There’s a fairly steady decrease over time of the winners’ Lexile levels, which denotes that the winners are generally getting more readable as time goes on. Is this because American kids are getting dumber? Are American authors getting dumber? The Dark Frigate’s Lexile score is one of the highest of all winners at 1230, and I wonder if the selection committee wanted to show off just how “distinguished” a posh Ive Leaguer’s attempt at a children’s book could read. (Then again, my last blog post was an 1140 and I went to a shitty state school, so maybe Hawes’s year at Harvard wasn’t all that important.)

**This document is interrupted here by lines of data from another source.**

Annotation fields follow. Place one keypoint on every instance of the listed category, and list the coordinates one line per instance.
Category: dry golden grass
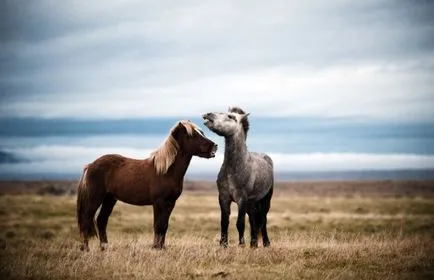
(311, 238)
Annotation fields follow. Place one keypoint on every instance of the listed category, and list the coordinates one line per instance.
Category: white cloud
(137, 58)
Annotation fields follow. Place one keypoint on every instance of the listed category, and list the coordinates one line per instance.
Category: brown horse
(156, 181)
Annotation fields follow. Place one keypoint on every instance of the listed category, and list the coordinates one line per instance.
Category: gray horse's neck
(236, 153)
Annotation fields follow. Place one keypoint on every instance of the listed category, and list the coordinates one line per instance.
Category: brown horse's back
(129, 180)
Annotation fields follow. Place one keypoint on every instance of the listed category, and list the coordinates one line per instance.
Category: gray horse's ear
(245, 116)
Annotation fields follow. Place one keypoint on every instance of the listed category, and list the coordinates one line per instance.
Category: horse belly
(137, 196)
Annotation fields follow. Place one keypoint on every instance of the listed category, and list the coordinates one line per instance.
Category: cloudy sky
(331, 85)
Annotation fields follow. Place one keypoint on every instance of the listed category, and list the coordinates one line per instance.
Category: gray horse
(245, 178)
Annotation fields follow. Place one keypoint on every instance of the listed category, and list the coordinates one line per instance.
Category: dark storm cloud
(52, 50)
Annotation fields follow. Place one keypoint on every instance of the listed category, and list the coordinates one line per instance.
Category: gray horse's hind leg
(264, 212)
(225, 209)
(102, 220)
(241, 221)
(255, 223)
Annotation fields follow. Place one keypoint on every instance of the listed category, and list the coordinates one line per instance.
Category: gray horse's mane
(245, 121)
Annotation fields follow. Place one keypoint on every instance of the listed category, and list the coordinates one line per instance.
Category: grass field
(312, 237)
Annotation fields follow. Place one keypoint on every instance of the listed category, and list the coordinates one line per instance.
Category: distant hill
(426, 174)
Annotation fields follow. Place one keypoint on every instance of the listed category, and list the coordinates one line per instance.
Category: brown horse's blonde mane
(165, 155)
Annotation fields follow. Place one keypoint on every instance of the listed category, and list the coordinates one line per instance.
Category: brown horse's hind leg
(162, 211)
(102, 220)
(89, 226)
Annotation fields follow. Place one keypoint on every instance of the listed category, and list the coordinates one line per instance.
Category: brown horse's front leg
(162, 211)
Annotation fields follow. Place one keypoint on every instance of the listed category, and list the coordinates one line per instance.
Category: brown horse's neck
(180, 165)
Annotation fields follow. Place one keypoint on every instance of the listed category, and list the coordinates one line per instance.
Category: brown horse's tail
(85, 221)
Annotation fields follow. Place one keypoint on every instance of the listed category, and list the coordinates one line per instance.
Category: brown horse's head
(192, 140)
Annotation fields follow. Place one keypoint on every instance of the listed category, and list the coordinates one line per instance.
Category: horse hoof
(223, 243)
(103, 246)
(158, 247)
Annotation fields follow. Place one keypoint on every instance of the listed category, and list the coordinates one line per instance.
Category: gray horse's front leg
(225, 209)
(241, 220)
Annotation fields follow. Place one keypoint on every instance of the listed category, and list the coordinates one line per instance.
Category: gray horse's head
(227, 124)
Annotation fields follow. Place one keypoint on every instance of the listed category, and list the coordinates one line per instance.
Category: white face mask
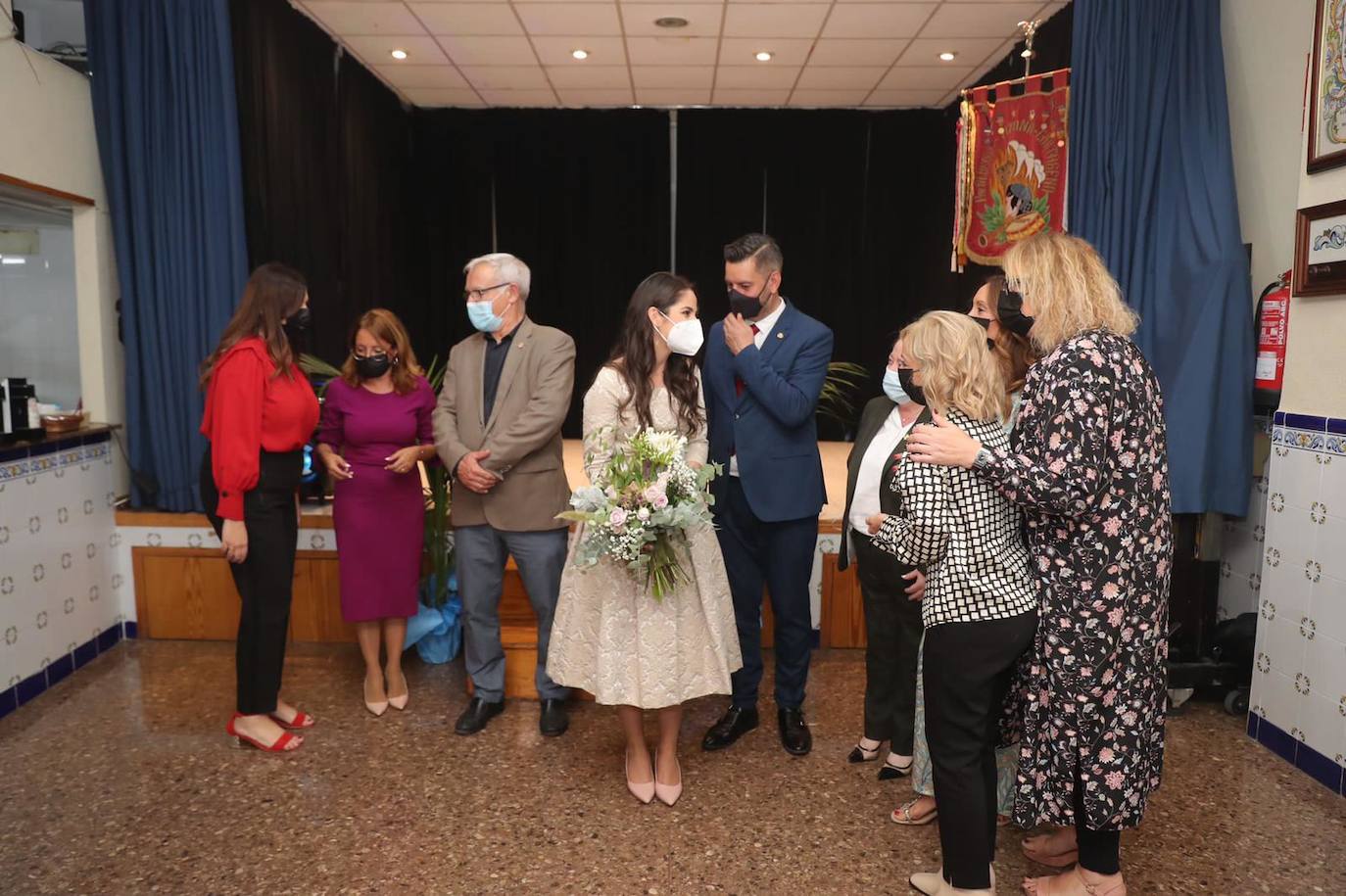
(686, 337)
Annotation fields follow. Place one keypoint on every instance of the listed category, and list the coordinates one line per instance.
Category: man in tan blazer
(499, 429)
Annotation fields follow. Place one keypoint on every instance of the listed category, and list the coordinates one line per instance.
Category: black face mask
(298, 324)
(373, 367)
(914, 392)
(1010, 311)
(745, 306)
(985, 324)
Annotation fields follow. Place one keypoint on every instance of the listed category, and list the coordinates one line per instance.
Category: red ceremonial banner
(1011, 165)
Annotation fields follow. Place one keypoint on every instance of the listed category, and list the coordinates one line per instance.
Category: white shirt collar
(765, 324)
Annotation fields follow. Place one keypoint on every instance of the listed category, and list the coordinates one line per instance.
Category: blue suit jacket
(771, 425)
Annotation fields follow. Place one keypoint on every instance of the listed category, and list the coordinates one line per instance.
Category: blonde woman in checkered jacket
(979, 608)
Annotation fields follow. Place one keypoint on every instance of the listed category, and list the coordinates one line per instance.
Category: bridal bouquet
(643, 502)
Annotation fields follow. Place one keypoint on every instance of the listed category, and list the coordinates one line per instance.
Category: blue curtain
(1152, 187)
(163, 100)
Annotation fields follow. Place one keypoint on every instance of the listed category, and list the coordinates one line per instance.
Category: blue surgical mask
(892, 388)
(482, 313)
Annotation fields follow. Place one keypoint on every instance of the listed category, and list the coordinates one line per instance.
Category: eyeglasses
(477, 295)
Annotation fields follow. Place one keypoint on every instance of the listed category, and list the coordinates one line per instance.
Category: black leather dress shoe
(794, 734)
(553, 720)
(477, 715)
(734, 724)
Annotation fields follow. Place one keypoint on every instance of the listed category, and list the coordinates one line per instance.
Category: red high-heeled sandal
(281, 744)
(302, 720)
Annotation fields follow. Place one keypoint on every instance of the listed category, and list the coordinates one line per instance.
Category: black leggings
(1100, 850)
(265, 579)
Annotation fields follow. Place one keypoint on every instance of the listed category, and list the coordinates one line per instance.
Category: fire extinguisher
(1273, 330)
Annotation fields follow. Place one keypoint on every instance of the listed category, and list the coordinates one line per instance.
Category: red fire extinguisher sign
(1273, 331)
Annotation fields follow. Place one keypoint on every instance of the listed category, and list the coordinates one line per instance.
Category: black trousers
(892, 633)
(968, 668)
(777, 556)
(1100, 850)
(265, 579)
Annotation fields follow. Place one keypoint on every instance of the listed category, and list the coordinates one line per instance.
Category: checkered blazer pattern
(964, 535)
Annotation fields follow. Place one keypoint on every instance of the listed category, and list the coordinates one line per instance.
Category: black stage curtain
(860, 204)
(580, 195)
(380, 205)
(327, 176)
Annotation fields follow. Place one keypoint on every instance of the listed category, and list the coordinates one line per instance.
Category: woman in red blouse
(260, 412)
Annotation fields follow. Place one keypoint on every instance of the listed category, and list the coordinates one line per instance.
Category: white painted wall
(1266, 46)
(47, 137)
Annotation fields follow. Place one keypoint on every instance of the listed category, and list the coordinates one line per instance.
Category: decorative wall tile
(1299, 676)
(46, 571)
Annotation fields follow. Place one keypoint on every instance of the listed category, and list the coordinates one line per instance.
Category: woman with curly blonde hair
(979, 607)
(1089, 468)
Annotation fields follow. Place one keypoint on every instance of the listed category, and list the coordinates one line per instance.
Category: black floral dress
(1089, 467)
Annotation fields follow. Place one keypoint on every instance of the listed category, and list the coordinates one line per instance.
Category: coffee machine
(19, 418)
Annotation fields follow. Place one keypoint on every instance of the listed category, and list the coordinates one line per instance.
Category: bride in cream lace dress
(610, 637)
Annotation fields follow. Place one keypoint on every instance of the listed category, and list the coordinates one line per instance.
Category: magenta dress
(378, 515)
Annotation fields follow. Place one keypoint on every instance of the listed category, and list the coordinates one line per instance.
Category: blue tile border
(1321, 769)
(1302, 756)
(60, 669)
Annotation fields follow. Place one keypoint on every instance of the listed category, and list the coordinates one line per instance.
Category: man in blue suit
(765, 366)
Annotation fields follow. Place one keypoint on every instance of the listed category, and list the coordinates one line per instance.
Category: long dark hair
(1015, 353)
(633, 354)
(273, 292)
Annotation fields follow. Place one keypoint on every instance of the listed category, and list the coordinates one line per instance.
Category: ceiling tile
(574, 76)
(979, 19)
(856, 51)
(925, 51)
(877, 19)
(489, 51)
(344, 18)
(603, 51)
(905, 97)
(774, 19)
(672, 51)
(828, 97)
(569, 18)
(839, 76)
(506, 76)
(785, 51)
(925, 78)
(672, 76)
(673, 97)
(520, 97)
(442, 97)
(421, 75)
(597, 97)
(744, 76)
(750, 97)
(702, 19)
(468, 18)
(376, 50)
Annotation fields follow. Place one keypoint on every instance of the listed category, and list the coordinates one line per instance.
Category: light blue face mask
(482, 313)
(892, 388)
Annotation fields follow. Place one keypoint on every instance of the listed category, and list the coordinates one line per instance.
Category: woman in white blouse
(610, 637)
(889, 589)
(979, 608)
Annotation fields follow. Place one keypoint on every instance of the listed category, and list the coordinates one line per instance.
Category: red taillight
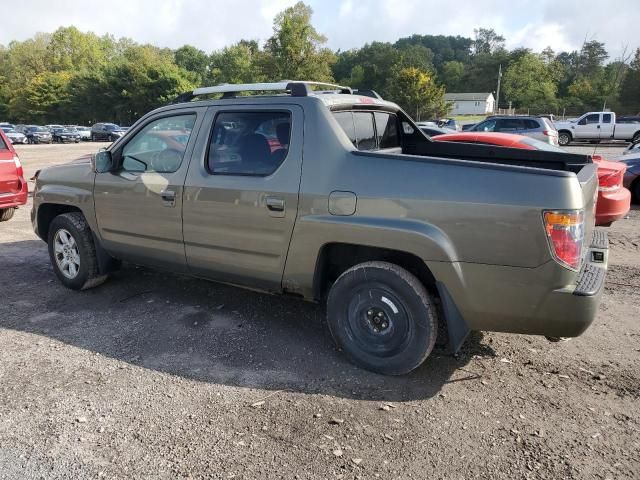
(610, 180)
(19, 169)
(565, 232)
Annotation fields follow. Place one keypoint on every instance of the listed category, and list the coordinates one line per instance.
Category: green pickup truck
(310, 190)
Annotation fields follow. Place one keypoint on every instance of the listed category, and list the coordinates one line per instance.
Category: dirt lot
(160, 376)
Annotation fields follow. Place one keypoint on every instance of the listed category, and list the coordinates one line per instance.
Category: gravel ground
(160, 376)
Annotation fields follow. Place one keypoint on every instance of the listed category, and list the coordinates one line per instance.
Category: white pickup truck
(597, 127)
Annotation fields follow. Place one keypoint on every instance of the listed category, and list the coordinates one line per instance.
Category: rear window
(387, 130)
(365, 133)
(369, 130)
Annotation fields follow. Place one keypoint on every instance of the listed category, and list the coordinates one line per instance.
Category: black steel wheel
(382, 317)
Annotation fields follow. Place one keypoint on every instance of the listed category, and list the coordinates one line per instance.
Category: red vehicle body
(614, 200)
(13, 187)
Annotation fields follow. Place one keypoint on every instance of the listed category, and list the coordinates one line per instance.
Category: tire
(635, 191)
(382, 317)
(6, 214)
(79, 250)
(564, 138)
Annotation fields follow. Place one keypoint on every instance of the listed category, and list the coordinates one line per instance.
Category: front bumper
(549, 300)
(612, 206)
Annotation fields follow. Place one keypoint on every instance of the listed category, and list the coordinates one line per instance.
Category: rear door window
(249, 143)
(345, 119)
(365, 133)
(387, 130)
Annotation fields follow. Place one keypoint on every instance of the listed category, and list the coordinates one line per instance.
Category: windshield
(540, 145)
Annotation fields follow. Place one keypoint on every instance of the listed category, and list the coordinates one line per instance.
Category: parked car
(65, 135)
(106, 131)
(534, 127)
(434, 131)
(14, 136)
(632, 149)
(597, 127)
(397, 232)
(632, 175)
(36, 134)
(13, 186)
(613, 198)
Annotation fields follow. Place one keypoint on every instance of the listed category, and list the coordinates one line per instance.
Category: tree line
(70, 76)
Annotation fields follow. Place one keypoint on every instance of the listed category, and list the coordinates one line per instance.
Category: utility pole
(498, 89)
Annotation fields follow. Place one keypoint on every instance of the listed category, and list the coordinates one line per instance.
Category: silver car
(536, 127)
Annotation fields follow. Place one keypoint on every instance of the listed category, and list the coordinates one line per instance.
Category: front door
(241, 198)
(588, 127)
(139, 205)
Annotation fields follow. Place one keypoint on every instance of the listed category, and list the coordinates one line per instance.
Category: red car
(13, 187)
(614, 200)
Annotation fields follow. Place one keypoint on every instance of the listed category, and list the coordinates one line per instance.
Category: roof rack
(293, 88)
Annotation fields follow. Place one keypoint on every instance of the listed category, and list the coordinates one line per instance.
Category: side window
(345, 119)
(531, 124)
(387, 130)
(364, 130)
(249, 143)
(159, 146)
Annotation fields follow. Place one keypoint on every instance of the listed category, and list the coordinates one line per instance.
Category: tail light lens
(19, 169)
(565, 232)
(610, 180)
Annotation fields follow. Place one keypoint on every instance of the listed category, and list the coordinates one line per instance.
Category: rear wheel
(382, 317)
(564, 138)
(6, 214)
(73, 253)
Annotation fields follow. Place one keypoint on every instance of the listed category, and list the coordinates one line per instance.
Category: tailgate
(588, 178)
(9, 182)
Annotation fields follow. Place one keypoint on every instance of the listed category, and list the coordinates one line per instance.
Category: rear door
(606, 126)
(241, 194)
(9, 182)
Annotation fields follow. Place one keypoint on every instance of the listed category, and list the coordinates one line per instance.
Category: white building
(470, 103)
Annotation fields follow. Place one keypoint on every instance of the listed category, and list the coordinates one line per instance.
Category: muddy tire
(6, 214)
(382, 317)
(73, 253)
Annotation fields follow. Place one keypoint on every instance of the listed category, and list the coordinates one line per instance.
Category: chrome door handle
(168, 198)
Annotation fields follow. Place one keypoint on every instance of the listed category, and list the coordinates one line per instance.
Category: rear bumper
(15, 199)
(612, 206)
(548, 300)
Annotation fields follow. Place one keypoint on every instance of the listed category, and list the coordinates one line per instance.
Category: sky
(213, 24)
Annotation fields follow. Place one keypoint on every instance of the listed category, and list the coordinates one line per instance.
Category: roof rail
(292, 87)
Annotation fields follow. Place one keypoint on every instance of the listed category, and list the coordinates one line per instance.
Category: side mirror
(102, 161)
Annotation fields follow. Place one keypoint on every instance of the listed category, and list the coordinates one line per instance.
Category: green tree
(452, 75)
(528, 83)
(417, 93)
(295, 50)
(630, 88)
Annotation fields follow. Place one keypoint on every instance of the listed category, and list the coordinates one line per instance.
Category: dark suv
(106, 131)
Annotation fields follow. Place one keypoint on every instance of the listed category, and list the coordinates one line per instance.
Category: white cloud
(212, 24)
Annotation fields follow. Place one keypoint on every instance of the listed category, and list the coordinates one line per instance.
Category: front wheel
(382, 317)
(6, 214)
(564, 138)
(73, 253)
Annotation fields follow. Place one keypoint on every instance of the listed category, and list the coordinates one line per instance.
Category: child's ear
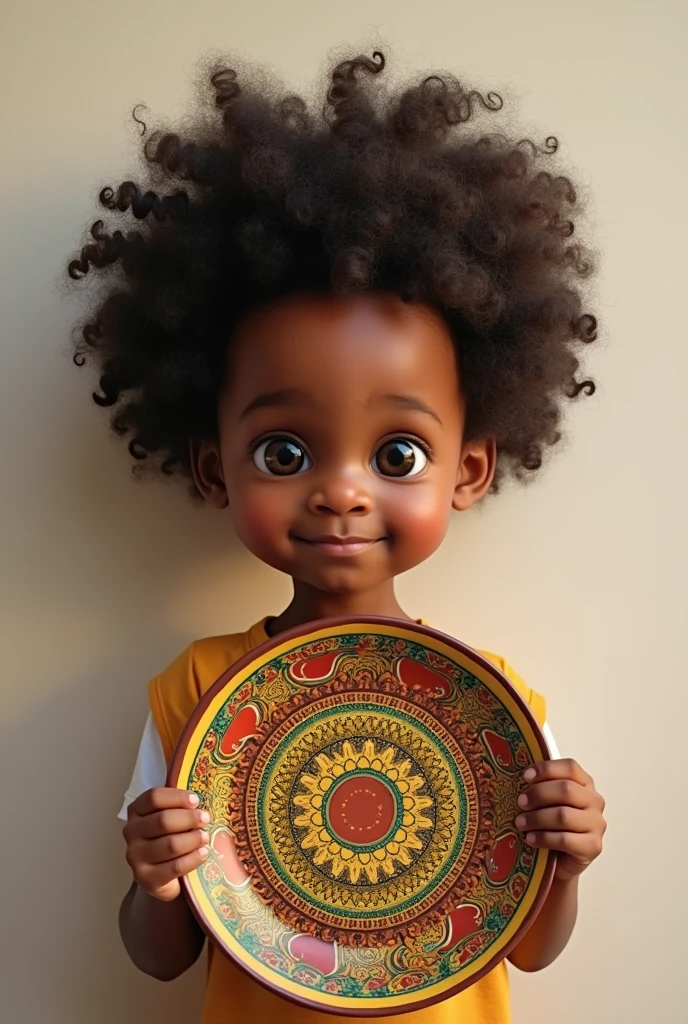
(476, 472)
(208, 473)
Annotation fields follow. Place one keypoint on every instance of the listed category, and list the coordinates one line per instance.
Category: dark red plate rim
(303, 632)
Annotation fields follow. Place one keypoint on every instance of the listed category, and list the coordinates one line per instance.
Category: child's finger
(167, 823)
(562, 793)
(161, 799)
(161, 875)
(585, 846)
(563, 768)
(567, 819)
(159, 851)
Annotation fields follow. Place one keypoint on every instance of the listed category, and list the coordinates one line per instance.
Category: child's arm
(563, 812)
(165, 841)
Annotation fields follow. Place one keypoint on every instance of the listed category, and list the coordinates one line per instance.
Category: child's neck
(309, 604)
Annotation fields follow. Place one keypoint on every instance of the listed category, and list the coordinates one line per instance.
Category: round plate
(361, 781)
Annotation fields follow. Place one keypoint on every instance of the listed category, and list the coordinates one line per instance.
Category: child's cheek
(258, 515)
(421, 523)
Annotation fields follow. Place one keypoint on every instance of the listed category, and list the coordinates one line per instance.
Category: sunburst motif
(362, 811)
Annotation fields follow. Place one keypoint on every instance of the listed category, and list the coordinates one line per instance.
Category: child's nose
(340, 497)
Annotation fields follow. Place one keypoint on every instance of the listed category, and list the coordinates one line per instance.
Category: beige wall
(581, 581)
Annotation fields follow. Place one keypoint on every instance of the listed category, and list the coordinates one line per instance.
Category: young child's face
(340, 449)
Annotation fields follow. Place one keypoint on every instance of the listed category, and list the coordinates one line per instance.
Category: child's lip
(333, 545)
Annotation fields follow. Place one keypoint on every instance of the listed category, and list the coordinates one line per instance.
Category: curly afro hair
(396, 192)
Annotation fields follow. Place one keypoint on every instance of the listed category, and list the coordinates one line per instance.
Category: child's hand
(563, 812)
(165, 840)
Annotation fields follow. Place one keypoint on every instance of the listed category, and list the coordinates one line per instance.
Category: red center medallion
(361, 809)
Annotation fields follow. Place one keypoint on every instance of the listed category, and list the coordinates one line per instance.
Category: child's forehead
(374, 343)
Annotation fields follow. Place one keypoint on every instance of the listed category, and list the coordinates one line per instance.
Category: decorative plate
(361, 781)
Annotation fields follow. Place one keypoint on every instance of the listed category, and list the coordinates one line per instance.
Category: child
(339, 330)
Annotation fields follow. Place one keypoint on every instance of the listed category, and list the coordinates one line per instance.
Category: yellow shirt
(231, 996)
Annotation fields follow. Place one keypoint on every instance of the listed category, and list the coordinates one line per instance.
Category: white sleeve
(149, 770)
(551, 742)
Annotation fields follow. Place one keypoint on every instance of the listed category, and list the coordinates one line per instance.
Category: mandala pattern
(362, 785)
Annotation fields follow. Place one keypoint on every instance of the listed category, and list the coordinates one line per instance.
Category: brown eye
(281, 457)
(399, 458)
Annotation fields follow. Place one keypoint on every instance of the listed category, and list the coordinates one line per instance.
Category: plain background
(579, 580)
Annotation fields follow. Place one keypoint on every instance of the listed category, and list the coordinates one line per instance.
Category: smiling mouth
(340, 547)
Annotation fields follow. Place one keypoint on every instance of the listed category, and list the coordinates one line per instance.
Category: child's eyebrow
(272, 399)
(413, 402)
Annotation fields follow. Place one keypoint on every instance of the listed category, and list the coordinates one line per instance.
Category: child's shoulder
(204, 660)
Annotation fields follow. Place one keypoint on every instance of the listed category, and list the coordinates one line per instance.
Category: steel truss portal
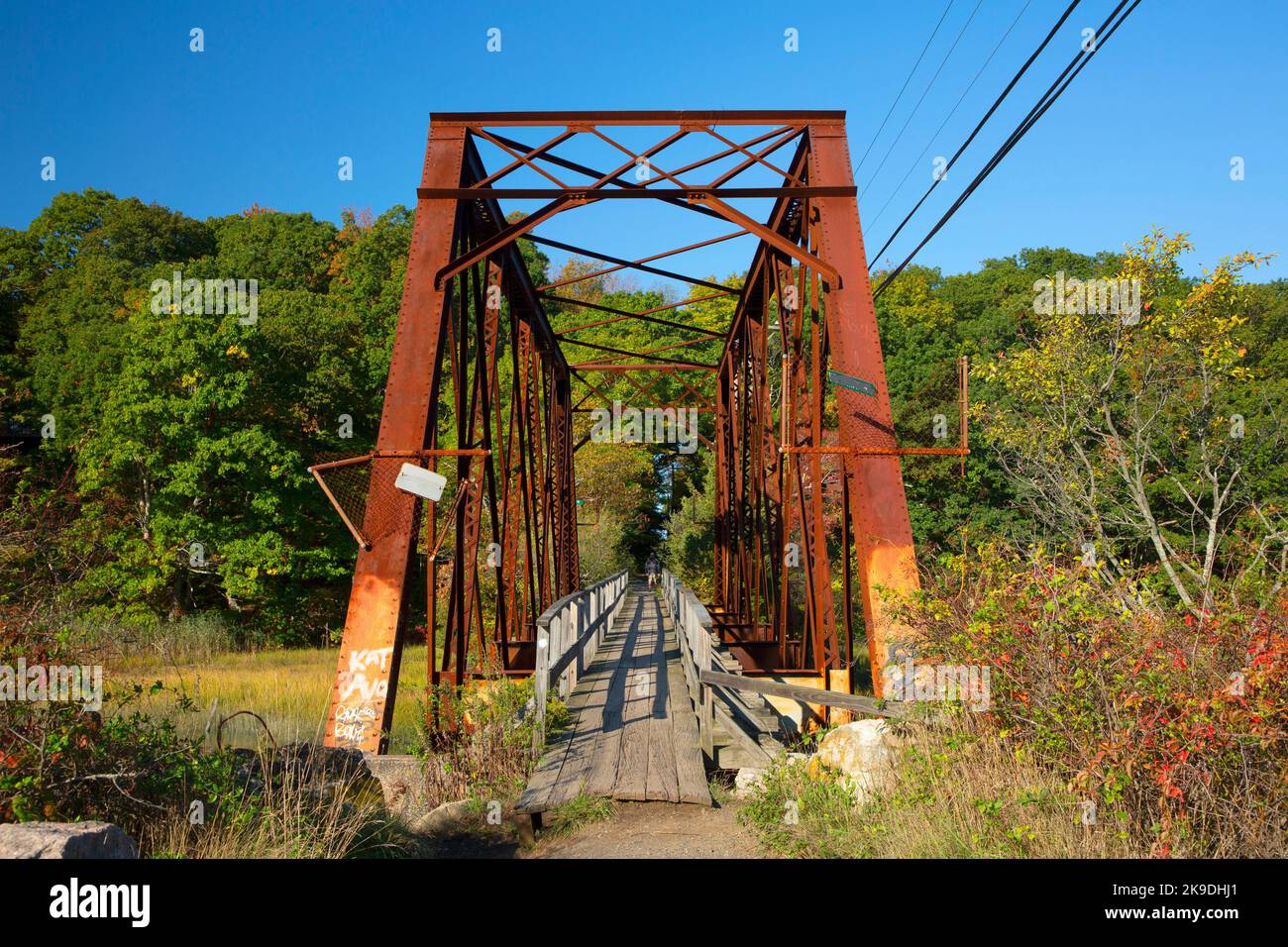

The Dark Frigate begs the question: what makes a book qualify as children’s literature? It’s written just as fancifully as anything Hawthorne or Melville ever wrote, and yet their works fit squarely in the “serious adult literature” category. With regards to subject matter, Frigate is hardly the stuff of typical children’s books. There’s so much blood on the deck at one point that it stains the boards red. A lady who recently married “casts such a glance [at Philip] that he knew she would philander still.” One of the two children in the book accidentally drowns while being dragged ashore to be buried alive. It’s gnarly, R-rated stuff.

My best guess as to why Frigate made the list instead of Moby-Dick or The Scarlet Letter: any book with a child as the main character counts as kid lit. Never mind that Phil Marsham is a secondary character for most of the book, the framing of Frigate as a child’s experience opens it up to the possibility of being warmly accepted by children in a way that books about adults simply cannot do. Reading The Dark Frigate made me feel like a little boy in the best possible way, and it brought back memories of grabbing Kidnapped and Treasure Island from the library as a kid, hiding the dog-eared copies in my room so my parents wouldn’t know how gruesome some of those passages were. Roping me into the story through a child’s eyes was the key to unlocking that experience for me. 

It’s a shame Charles Hawes didn’t live long enough to experience the open seas himself. The Dark Frigate is masterful, and it’s easy to imagine him moving away from children’s adventures and onto more adult-oriented fare. Who knows what awards those phantom classics may have won. For as impressive as The Dark Frigate is, the Newbery almost seems a slight.